Si 18,5 kilomètres sépareront dimanche la dernière ascension de la difficulté limbourgeoise de la ligne d’arrivée de l’Amstel Gold Race, elle n’en reste pas moins indissociable. "Le cyclisme moderne fait trop souvent du contrôle la valeur cardinale des tactiques, juge Leo Van Vliet, le directeur de l’épreuve et ancien vainqueur de Gand-Wevelgem. Lorsqu’une arrivée est jugée au sommet d’une difficulté qui convient aux puncheurs, les grosses armadas vont tout faire pour neutraliser la course en amont et réduire celle-ci en une explication finale sur la dernière bosse. C’est dommage et cela constitue un danger pour le spectacle auquel nous avons été attentifs. Notre décision de modifier la finale de l’Amstel a été guidée par cette réflexion et la volonté de proposer un terrain propice aux offensives. Les vrais champions savent d’adapter à ce type de contigences. La plus belle preuve en est d’ailleurs que c’est un certain Philippe Gilbert qui s’est imposé en 2017, l’année du changement de parcours… (rires)"

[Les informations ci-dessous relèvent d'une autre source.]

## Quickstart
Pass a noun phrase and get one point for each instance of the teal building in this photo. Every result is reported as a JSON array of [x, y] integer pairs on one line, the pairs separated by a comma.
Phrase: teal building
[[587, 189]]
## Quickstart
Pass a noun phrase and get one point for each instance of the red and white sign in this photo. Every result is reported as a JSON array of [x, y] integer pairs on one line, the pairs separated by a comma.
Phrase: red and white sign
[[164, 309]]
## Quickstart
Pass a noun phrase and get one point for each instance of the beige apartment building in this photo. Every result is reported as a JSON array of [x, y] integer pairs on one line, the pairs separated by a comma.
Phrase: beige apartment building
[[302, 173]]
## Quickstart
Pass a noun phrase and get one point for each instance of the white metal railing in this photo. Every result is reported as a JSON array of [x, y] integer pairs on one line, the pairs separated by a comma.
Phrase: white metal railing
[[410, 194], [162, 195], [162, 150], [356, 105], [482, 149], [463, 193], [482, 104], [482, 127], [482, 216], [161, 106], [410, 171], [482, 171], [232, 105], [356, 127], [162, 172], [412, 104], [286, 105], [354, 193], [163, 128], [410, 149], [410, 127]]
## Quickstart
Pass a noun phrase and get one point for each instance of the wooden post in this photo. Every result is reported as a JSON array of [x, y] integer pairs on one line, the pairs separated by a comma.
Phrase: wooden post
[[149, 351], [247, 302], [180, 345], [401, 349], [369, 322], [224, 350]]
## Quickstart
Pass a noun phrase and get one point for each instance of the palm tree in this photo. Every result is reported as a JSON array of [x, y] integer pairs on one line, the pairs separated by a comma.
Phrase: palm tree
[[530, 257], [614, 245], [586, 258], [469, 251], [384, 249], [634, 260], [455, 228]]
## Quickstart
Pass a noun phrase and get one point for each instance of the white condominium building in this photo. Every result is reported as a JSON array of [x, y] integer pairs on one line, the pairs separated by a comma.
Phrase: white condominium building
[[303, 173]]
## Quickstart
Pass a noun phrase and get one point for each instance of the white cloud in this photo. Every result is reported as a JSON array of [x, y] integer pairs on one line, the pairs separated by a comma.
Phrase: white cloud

L'oeil du coureur, par Jelle Vanendert: “Il y faut de la force explosive”
Deux fois second de l’Amstel Gold Race (2012 et 2014), le coureur de chez Lotto-Soudal décrypte l’ascension. Dixième l’année dernière de l’Amstel Gold Race, Jelle Vanendert s’y est aussi classé deux fois second. Avec ses onze participations à la classique néerlandaise au compteur, le coureur de chez Lotto-Soudal connaît la montée du Cauberg par cœur. “La manière dont on le négocie est forcément déterminée par son positionnement sur le parcours, juge le Limbourgeois. Avant 2012, la ligne d’arrivée de l’Amstel était tracée au sommet de la bosse avant d’être repoussée, après le Mondial de Valkenburg, dans son prolongement, deux kilomètres plus loin. Depuis 2017, la dernière ascension du Cauberg est désormais pointée à un peu moins de vingt bornes de l’arrivée. Cela change considérablement le comportement du peloton, bien moins nerveux au moment de négocier l’approche de cette difficulté dans les rues tortueuses de la cité néerlandaise. Jusqu’en 2017, la préparation était comparable à celle d’un sprint massif. Il fallait vraiment se battre pour aborder les premières pentes en bonne position. La bosse la plus célèbre de l’Amstel Gold Race propose une chaussée assez large qui permet de surprendre ses adversaires par une attaque depuis le second rang lors de laquelle il est possible d’opter pour le côté opposé. Une autre des particularités du Cauberg est qu’il présente une pente plutôt régulière (NdlR : autour des 7,5 %) avec un passage plus difficile, à un peu plus de 10 %, sur une grosse centaine de mètres. C’est là que Philippe Gilbert a construit l’essentiel de ses succès dans le Limbourg néerlandais. C’est un endroit stratégique car la vitesse que l’on peut y atteindre détermine en grande partie l’effort que l’on pourra ensuite livrer sur le long faux-plat montant qui suit l’ascension. Il est important de basculer sans s’écraser sur sa machine, de gérer l’effort dans son ensemble car la relance est parfois violente. Dans les 750 mètres de la réelle montée, on ne change pratiquement pas de vitesse. Il est donc essentiel de pouvoir déterminer dès le pied quel est le braquet le plus adapté, celui que l’on pourra emmener jusqu’au sommet. Jusqu’en 2017, quand la victoire à l’Amstel se jouait sur la montée du Cauberg, il fallait nécessairement garder le grand plateau durant toute l’ascension afin de prétendre au succès. Désormais, tout dépend du déroulement de la course à cet endroit. Il y faut en tout cas de la force explosive.”